O PÓ QUE SE ACUMULA

Costumo tirar o pó de meus livros uma ou duas vezes por semana, mas ele sempre volta a acumular. É o preço por morar em uma rua sem calçamento e que talvez nunca seja calçada - depois dos trilhos, um prolongamento que muita gente nem sabe que existe e que por isso mesmo não é importante.

Esse “espanamento” semanal é um convite à reflexão: quanto pó acumulamos sobre assuntos não resolvidos? Quanto pó repousa sobre relacionamentos que poderiam ter dado certo, mas não foram começados por timidez de alguma das partes ou das duas? Quantas almas empoeiradas que só esperam uma esfregada de flanela para começarem ou voltarem a brilhar?

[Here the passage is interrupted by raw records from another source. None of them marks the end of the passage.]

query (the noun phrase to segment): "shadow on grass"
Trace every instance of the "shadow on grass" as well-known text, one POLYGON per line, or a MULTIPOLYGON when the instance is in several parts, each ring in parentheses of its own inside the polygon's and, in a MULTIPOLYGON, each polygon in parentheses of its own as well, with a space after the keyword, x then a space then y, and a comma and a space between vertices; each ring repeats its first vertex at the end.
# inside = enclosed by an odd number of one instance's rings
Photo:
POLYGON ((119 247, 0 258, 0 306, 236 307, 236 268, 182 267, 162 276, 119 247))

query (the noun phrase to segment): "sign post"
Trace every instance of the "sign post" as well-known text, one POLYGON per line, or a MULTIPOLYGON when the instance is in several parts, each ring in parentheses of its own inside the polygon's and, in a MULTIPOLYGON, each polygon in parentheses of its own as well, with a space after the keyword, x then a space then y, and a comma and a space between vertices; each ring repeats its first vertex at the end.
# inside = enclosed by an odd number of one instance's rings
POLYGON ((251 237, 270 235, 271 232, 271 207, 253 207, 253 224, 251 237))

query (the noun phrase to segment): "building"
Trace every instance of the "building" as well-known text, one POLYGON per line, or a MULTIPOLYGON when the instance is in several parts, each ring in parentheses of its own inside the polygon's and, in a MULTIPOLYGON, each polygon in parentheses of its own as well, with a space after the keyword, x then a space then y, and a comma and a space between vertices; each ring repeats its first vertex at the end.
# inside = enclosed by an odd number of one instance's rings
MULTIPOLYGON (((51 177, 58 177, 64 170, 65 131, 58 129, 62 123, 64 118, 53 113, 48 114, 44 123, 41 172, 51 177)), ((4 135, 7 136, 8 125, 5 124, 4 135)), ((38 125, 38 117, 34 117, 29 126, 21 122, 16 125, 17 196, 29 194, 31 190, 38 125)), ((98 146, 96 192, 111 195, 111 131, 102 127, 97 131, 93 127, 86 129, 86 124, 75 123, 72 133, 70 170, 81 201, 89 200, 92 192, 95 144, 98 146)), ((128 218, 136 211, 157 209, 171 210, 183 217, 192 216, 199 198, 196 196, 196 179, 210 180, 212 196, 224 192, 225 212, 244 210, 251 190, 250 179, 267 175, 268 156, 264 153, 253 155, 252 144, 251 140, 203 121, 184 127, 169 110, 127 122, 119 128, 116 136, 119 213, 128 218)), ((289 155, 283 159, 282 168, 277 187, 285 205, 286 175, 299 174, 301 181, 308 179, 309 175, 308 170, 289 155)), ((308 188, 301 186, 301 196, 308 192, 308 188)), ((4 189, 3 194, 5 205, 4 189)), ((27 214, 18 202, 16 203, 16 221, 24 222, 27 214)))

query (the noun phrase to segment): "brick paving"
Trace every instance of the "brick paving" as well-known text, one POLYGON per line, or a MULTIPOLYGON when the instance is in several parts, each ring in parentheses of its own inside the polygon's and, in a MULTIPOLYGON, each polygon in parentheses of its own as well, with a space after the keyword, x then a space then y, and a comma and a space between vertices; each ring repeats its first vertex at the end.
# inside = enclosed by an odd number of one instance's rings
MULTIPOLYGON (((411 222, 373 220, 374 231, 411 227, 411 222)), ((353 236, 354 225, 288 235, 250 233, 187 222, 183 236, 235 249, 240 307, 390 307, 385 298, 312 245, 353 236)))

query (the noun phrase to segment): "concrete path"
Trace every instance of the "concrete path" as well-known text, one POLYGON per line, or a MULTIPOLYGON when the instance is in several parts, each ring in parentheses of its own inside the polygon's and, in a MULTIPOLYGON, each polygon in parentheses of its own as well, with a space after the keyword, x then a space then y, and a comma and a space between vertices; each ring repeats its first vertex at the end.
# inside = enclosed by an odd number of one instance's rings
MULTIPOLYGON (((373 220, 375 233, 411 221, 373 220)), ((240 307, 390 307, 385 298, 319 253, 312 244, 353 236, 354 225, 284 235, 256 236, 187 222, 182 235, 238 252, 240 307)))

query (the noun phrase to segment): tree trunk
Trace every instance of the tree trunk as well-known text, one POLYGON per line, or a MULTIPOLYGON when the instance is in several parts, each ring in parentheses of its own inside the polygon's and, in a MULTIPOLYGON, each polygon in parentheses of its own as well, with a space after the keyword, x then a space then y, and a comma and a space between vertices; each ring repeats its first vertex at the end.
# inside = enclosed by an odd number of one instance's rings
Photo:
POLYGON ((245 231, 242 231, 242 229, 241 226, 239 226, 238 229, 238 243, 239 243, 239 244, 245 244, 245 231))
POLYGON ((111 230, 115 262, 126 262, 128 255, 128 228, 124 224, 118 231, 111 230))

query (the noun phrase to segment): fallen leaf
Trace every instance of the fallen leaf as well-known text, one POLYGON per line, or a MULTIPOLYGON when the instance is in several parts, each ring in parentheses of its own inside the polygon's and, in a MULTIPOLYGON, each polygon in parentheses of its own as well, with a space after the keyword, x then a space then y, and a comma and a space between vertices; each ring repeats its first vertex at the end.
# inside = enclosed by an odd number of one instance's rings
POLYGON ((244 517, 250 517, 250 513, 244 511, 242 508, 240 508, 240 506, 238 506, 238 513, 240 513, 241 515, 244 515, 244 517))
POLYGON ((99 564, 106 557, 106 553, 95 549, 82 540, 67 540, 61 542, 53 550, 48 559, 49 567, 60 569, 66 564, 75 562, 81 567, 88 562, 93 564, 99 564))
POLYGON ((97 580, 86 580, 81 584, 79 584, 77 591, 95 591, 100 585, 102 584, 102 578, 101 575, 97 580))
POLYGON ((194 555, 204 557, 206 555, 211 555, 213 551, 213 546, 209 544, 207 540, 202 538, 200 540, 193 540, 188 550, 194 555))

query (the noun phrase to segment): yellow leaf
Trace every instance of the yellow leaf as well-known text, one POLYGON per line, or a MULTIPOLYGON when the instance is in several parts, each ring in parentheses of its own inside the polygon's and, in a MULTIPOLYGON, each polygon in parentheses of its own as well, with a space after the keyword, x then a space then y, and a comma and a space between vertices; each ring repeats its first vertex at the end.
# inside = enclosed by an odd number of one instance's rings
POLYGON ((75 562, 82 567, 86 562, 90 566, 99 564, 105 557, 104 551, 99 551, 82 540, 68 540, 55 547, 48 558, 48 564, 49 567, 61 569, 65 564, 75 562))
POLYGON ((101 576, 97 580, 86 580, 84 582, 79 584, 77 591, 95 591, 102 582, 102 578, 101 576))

Eu mesmo deixei o pó acumular sobre assuntos não resolvidos por medo ou comodismo. O quanto eu poderia ter vivido, ainda que quebrasse a cara, se ousasse mais? Não estou falando de comer a mulher do próximo quando o próximo não está próximo pra se vangloriar na rodada de chopp: estou falando do que poderia ter feito, das pessoas interessantes ou nem tanto que poderia ter conhecido se na última hora não tivesse surgido o chato do sexto sentido me avisando que era furada.

Em contrapartida, já deixei de ouvir este sexto sentido e mergulhei de alma e coração em um relacionamento que desde o começo tinha tudo pra dar errado.

Talvez por isso, mais uma surdez parcial acumulada com uma incapacidade de conversar adquirida nos últimos tempos, assimilei um medo de me envolver novamente em uma nova relação.

Mas não estou morto. Ainda não, enquanto houver vida pra viver e vinho na garrafa para ser degustado.

E ainda vou conhecer lugares e pessoas interessantes antes que a figura da caveira e gadanha visite o cafofo onde estarei alojado, ou me arrebanhe em algum acidente: não sabemos de que forma vamos morrer, por que se soubéssemos, anteciparíamos o desespero. E já temos convites suficientes ao desespero. Sofrer de véspera seria perder o melhor do espetáculo.

Mas, como já disse o grande Érico Veríssimo: "Se a morte é a única certeza absoluta da vida, por que não hei de fazer da minha existência um fato absoluto?"